W sobotę odwiedziliśmy Osadę/ ENG: Saturday we visited Settlement.
Info o Osadzie Burego Misia/ ENG: about Dun TEDDY bear settlement http://ultramaraton.zakonmaltanski.pl//beneficjenci/osada-burego-misia/
fragment tekstu / a piece of text
Nie jesteśmy specjalistami w dziedzinie zaspokajania potrzeb społecznych osób niepełnosprawnych. Nie potrafimy realizować zamierzeń rządowych, wytycznych episkopatu, znamy zaś drogę do toalety, umiemy parzyć herbatki, kawki, piec ciastka. Potrafimy stawiać namioty na obozowych terenach Osady Burego Misia i wciąż na nowo uczymy się przeżywać radość obozowego święta. Nauczyliśmy się budować domy, które stają się rodzinnymi na Osadzie Burego Misia dla tych, którzy tracą wsparcie w swoich bliskich. Umiemy uprawiać ziemię, hodować zwierzęta, aby sensownie wypełnić przestrzeń osadowego życia. Podróżujemy z naszymi przyjaciółmi po świecie. Planujemy i marzymy nie jak instytucja, ale jak człowiek zachwycony swoim życiem. I staramy się, ze wszystkich sił, ani na chwilę nie stracić z oczu swoich twarzy, by wiedzieć jakie barwy, gesty, jaka praca, jaka zabawa, jaki upominek i jaka codzienność – jest prawdziwym podarunkiem przyjaźni. By – choć inni nazywają nas społecznymi działaczami – ani przez chwilę społecznikiem się nie czuć.
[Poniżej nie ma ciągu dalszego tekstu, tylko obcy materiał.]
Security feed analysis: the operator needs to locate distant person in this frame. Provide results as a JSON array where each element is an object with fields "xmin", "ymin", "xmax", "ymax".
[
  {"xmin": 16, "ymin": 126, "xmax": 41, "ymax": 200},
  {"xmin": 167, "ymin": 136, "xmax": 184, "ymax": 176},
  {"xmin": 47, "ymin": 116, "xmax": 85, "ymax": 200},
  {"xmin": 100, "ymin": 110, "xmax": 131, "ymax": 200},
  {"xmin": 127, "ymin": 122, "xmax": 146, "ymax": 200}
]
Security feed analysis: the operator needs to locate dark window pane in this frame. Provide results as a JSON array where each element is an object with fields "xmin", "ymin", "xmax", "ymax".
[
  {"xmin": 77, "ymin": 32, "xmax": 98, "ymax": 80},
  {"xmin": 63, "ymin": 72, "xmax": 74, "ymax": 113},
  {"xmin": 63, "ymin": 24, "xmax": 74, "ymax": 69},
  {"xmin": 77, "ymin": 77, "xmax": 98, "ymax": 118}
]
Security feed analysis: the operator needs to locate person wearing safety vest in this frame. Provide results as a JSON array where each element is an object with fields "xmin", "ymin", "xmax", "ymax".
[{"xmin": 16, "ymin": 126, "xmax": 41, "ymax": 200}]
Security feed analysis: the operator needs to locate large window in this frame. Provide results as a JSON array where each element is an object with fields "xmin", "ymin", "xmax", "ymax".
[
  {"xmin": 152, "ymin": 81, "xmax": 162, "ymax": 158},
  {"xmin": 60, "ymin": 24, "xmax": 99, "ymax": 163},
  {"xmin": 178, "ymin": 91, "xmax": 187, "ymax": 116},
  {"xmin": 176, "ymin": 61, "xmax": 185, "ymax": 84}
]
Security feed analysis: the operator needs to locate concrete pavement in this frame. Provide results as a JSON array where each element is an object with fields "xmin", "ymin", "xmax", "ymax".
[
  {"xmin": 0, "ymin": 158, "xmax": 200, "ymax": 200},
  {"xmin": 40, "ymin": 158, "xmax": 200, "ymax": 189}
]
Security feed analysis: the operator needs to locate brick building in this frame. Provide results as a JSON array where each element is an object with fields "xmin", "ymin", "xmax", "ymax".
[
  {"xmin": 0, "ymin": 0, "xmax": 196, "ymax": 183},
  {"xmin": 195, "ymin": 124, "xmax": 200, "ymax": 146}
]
translation Anna Meysztowicz
We are not specialists in the field of satisfying the social needs of handicapped people. We don’t know how to carry out government plans or church guidelines but we can find our way to the bathroom, we know how to boil tea, coffee or bake cakes. We are capable of setting up tents in the camping area of the Dun Teddy Bear Settlement and we are constantly relearning to experience the joy of the camp holidays. We have learned to build houses that are becoming family homes in the Dun Teddy Bear Settlement for those who lose support following the death of close loved ones. We know how to cultivate land and breed animals in order to sensibly fill the space of the settlement lifestyle. We travel with our friends around the world. We plan and dream not like an institution but like people thrilled with our lives. And we try, with all our strength, never, not even for a second, to lose sight of our faces, to know how colours, gestures, fun, gifts and our daily existence are a true gift of friendship. So that – even though others call us social activists – we may never, not even for a moment – feel like benefactors.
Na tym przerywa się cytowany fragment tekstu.